There was a topic with similar problem that we are experiencing, http://www.gamedev.net/topic/607167-ogre-vector3-and-amd64/ .
But what is different in our case is that our vector type is in pure C and writing explicit constructors/copy-constructors dont work in our case.
And yes, the problem is returning simple struct type as value on linux x64 (GCC 4.6.1), the vector values are all funky.
Saying returning vector with values (1,2,3) will give out (3,0,1).
Vector struct looks like this;
typedef float vec_t;
typedef vec_t vec3_t[3];
typedef struct asvec3_s
{
vec3_t v;
} asvec3_t;
We register the type with flags (asOBJ_VALUE | asOBJ_POD | asOBJ_APP_CLASS).
What are possible options that we have to fix this?
Linux 64bit will probably return this type in the registers RAX:RDX. However, it looks like the values might be switched, so you're getting the higher elements in the lower elements. The 0 is probably just the default value as the type only has 3 floats, and not 4.
This might be a bug in as_callfunc.cpp (lines 513-514) or it may be a specific situation for this type that is not handled yet. I'll try to investigate this and see if I can figure it out.
In the meantime, you should be able to use the autowrappers to solve this problem.

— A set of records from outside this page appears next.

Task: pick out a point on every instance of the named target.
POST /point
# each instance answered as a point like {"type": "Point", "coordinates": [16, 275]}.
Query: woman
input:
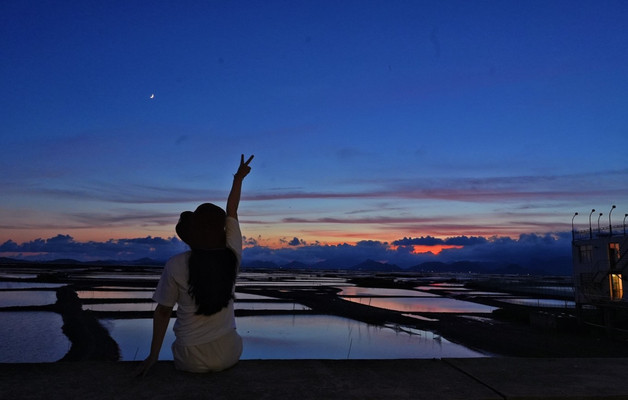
{"type": "Point", "coordinates": [202, 282]}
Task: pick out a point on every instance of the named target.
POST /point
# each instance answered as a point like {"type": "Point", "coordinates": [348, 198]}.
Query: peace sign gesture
{"type": "Point", "coordinates": [243, 169]}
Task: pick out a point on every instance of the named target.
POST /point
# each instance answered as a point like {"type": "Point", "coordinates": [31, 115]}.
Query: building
{"type": "Point", "coordinates": [600, 266]}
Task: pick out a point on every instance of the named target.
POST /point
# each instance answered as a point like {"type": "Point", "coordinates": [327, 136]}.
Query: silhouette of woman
{"type": "Point", "coordinates": [202, 282]}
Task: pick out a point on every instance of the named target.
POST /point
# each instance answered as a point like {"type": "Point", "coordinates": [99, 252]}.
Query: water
{"type": "Point", "coordinates": [32, 337]}
{"type": "Point", "coordinates": [11, 298]}
{"type": "Point", "coordinates": [37, 336]}
{"type": "Point", "coordinates": [423, 304]}
{"type": "Point", "coordinates": [302, 337]}
{"type": "Point", "coordinates": [366, 292]}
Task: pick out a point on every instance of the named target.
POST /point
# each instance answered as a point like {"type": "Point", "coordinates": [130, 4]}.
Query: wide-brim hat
{"type": "Point", "coordinates": [204, 228]}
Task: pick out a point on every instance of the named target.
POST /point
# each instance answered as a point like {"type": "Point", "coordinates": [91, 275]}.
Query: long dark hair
{"type": "Point", "coordinates": [212, 276]}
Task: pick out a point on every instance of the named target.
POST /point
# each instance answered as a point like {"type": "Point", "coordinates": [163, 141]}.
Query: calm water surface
{"type": "Point", "coordinates": [32, 337]}
{"type": "Point", "coordinates": [422, 304]}
{"type": "Point", "coordinates": [302, 337]}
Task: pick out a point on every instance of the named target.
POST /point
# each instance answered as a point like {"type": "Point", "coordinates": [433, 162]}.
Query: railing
{"type": "Point", "coordinates": [605, 231]}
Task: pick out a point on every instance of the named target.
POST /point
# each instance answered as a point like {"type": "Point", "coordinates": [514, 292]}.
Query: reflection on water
{"type": "Point", "coordinates": [270, 306]}
{"type": "Point", "coordinates": [112, 307]}
{"type": "Point", "coordinates": [32, 337]}
{"type": "Point", "coordinates": [11, 298]}
{"type": "Point", "coordinates": [112, 294]}
{"type": "Point", "coordinates": [29, 285]}
{"type": "Point", "coordinates": [249, 296]}
{"type": "Point", "coordinates": [545, 303]}
{"type": "Point", "coordinates": [422, 304]}
{"type": "Point", "coordinates": [365, 292]}
{"type": "Point", "coordinates": [302, 337]}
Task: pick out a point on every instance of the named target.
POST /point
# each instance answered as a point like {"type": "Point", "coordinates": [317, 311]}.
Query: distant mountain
{"type": "Point", "coordinates": [259, 264]}
{"type": "Point", "coordinates": [295, 265]}
{"type": "Point", "coordinates": [375, 266]}
{"type": "Point", "coordinates": [559, 266]}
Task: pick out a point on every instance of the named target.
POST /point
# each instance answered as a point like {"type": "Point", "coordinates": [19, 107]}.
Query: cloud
{"type": "Point", "coordinates": [64, 246]}
{"type": "Point", "coordinates": [296, 242]}
{"type": "Point", "coordinates": [528, 250]}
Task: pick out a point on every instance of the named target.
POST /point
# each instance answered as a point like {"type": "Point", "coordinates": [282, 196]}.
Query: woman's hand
{"type": "Point", "coordinates": [243, 169]}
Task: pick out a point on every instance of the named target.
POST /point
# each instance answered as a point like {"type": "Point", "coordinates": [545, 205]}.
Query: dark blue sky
{"type": "Point", "coordinates": [369, 120]}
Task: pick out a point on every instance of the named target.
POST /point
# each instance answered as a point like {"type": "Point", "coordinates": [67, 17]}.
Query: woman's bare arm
{"type": "Point", "coordinates": [233, 201]}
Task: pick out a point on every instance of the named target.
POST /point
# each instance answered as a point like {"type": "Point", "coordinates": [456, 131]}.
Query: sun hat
{"type": "Point", "coordinates": [204, 228]}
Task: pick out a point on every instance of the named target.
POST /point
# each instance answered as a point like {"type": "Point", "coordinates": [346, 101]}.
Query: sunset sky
{"type": "Point", "coordinates": [370, 121]}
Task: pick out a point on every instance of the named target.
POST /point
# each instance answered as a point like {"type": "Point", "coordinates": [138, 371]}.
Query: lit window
{"type": "Point", "coordinates": [586, 253]}
{"type": "Point", "coordinates": [616, 286]}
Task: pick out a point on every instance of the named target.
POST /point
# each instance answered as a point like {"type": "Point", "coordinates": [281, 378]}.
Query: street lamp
{"type": "Point", "coordinates": [590, 230]}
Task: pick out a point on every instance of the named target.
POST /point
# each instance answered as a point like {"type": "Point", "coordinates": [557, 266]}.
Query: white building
{"type": "Point", "coordinates": [600, 266]}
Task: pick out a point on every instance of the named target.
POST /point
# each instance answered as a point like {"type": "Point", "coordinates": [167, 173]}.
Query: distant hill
{"type": "Point", "coordinates": [551, 267]}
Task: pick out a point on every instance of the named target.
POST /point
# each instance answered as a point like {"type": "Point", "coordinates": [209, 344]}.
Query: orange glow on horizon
{"type": "Point", "coordinates": [436, 249]}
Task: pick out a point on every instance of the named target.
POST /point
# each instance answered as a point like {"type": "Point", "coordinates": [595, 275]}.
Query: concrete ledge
{"type": "Point", "coordinates": [484, 378]}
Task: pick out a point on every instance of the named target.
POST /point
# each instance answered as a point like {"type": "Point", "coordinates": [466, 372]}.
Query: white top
{"type": "Point", "coordinates": [191, 329]}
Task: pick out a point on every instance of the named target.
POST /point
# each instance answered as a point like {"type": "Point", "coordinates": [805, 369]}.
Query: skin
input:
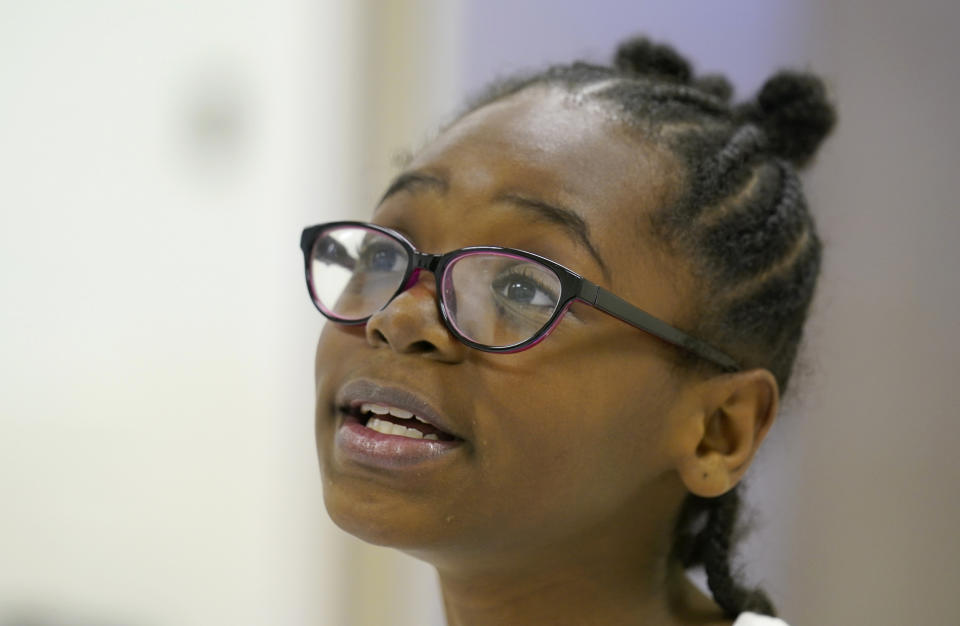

Linux 64bit will probably return this type in the registers RAX:RDX. However, it looks like the values might be switched, so you're getting the higher elements in the lower elements. The 0 is probably just the default value as the type only has 3 floats, and not 4.
This might be a bug in as_callfunc.cpp (lines 513-514) or it may be a specific situation for this type that is not handled yet. I'll try to investigate this and see if I can figure it out.

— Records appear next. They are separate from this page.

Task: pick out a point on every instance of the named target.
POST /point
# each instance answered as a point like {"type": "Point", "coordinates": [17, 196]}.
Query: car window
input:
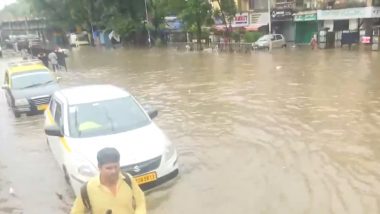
{"type": "Point", "coordinates": [106, 117]}
{"type": "Point", "coordinates": [31, 79]}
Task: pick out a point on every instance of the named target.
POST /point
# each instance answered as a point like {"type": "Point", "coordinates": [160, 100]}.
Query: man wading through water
{"type": "Point", "coordinates": [111, 192]}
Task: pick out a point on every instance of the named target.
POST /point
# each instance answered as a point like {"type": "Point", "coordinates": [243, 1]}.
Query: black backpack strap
{"type": "Point", "coordinates": [127, 180]}
{"type": "Point", "coordinates": [85, 198]}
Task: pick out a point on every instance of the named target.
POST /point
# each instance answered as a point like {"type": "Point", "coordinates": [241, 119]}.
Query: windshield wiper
{"type": "Point", "coordinates": [38, 84]}
{"type": "Point", "coordinates": [109, 119]}
{"type": "Point", "coordinates": [33, 85]}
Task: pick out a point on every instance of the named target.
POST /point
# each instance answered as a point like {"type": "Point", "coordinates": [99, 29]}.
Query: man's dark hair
{"type": "Point", "coordinates": [108, 155]}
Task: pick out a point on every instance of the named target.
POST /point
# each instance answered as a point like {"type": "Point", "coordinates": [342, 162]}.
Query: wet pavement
{"type": "Point", "coordinates": [295, 131]}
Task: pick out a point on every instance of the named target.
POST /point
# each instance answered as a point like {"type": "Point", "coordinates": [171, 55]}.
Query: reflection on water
{"type": "Point", "coordinates": [295, 131]}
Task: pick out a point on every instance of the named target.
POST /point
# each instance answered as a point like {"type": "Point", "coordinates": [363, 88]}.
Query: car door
{"type": "Point", "coordinates": [56, 117]}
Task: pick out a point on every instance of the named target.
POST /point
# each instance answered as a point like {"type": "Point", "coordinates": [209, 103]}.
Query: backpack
{"type": "Point", "coordinates": [86, 199]}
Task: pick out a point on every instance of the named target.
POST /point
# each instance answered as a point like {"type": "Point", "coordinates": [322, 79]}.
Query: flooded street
{"type": "Point", "coordinates": [295, 131]}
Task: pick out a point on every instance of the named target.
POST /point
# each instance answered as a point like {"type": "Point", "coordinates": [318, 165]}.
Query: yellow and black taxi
{"type": "Point", "coordinates": [28, 86]}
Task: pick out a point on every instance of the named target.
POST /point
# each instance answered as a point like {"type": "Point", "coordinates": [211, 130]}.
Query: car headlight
{"type": "Point", "coordinates": [21, 102]}
{"type": "Point", "coordinates": [169, 151]}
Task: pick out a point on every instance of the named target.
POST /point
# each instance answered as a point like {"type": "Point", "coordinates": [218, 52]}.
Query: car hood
{"type": "Point", "coordinates": [134, 146]}
{"type": "Point", "coordinates": [35, 91]}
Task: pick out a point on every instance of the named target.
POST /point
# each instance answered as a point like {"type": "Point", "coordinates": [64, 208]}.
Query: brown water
{"type": "Point", "coordinates": [294, 131]}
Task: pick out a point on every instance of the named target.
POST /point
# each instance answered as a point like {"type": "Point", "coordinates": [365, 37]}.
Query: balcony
{"type": "Point", "coordinates": [285, 5]}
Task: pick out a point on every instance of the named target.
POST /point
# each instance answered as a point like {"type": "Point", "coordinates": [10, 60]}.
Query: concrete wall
{"type": "Point", "coordinates": [353, 24]}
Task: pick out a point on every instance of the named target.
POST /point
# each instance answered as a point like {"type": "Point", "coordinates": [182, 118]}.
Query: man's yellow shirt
{"type": "Point", "coordinates": [102, 199]}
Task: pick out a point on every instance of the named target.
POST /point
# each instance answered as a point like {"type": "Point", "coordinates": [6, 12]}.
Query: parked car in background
{"type": "Point", "coordinates": [82, 120]}
{"type": "Point", "coordinates": [28, 86]}
{"type": "Point", "coordinates": [78, 39]}
{"type": "Point", "coordinates": [277, 40]}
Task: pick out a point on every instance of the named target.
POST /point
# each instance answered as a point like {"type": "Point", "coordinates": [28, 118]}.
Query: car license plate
{"type": "Point", "coordinates": [42, 107]}
{"type": "Point", "coordinates": [146, 178]}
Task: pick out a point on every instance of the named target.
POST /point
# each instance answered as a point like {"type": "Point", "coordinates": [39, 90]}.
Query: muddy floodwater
{"type": "Point", "coordinates": [292, 131]}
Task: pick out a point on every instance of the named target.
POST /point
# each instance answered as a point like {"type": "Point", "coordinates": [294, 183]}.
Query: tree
{"type": "Point", "coordinates": [196, 14]}
{"type": "Point", "coordinates": [227, 11]}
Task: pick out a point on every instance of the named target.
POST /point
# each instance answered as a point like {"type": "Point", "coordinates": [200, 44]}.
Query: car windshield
{"type": "Point", "coordinates": [31, 79]}
{"type": "Point", "coordinates": [106, 117]}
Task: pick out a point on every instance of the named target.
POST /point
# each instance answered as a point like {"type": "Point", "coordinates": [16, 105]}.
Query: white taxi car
{"type": "Point", "coordinates": [82, 120]}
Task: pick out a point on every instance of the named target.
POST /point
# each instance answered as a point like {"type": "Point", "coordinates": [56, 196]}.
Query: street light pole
{"type": "Point", "coordinates": [146, 22]}
{"type": "Point", "coordinates": [270, 26]}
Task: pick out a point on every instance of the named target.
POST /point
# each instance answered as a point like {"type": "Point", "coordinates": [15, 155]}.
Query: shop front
{"type": "Point", "coordinates": [349, 21]}
{"type": "Point", "coordinates": [306, 26]}
{"type": "Point", "coordinates": [282, 23]}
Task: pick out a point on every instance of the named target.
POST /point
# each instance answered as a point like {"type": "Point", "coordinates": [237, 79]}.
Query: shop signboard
{"type": "Point", "coordinates": [305, 17]}
{"type": "Point", "coordinates": [349, 13]}
{"type": "Point", "coordinates": [240, 20]}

In the meantime, you should be able to use the autowrappers to solve this problem.
Small update, I found something that temporarily fixes our problem. Any of the following methods produce the vector (1,2,3) correctly:
struct vector {
union {
float xyz[3];
double _as_64bit_hack[3];
};
};
struct vector {
float xyz[3];
float pad[2]; // <- has to be at least 2 elements
};
struct vector {
double xyz[3]; // works as double, see first method
};
I tried different alignments with GCC align attribute, but none worked like these so I'm not sure is this alignment issue or framesize issue or what?
Naturally this isnt 100% satisfactory workaround and I hope that you find a "correct" solution for this
All of these make the structure be larger than 128bit which will make the gcc compiler return the type in memory rather than the registers.
What stumps me is that I already have a test for validating that a class similar to this works properly on linux 64bit, and it is working as it should.
Unfortunately I haven't had the time to investigate this problem in detail yet, but hopefully before the end of the week I will at least be able to understand the cause.
I made some tests with asvec3_t, and I get the same result as you do, i.e. {3,0,1} where {1,2,3} is expected.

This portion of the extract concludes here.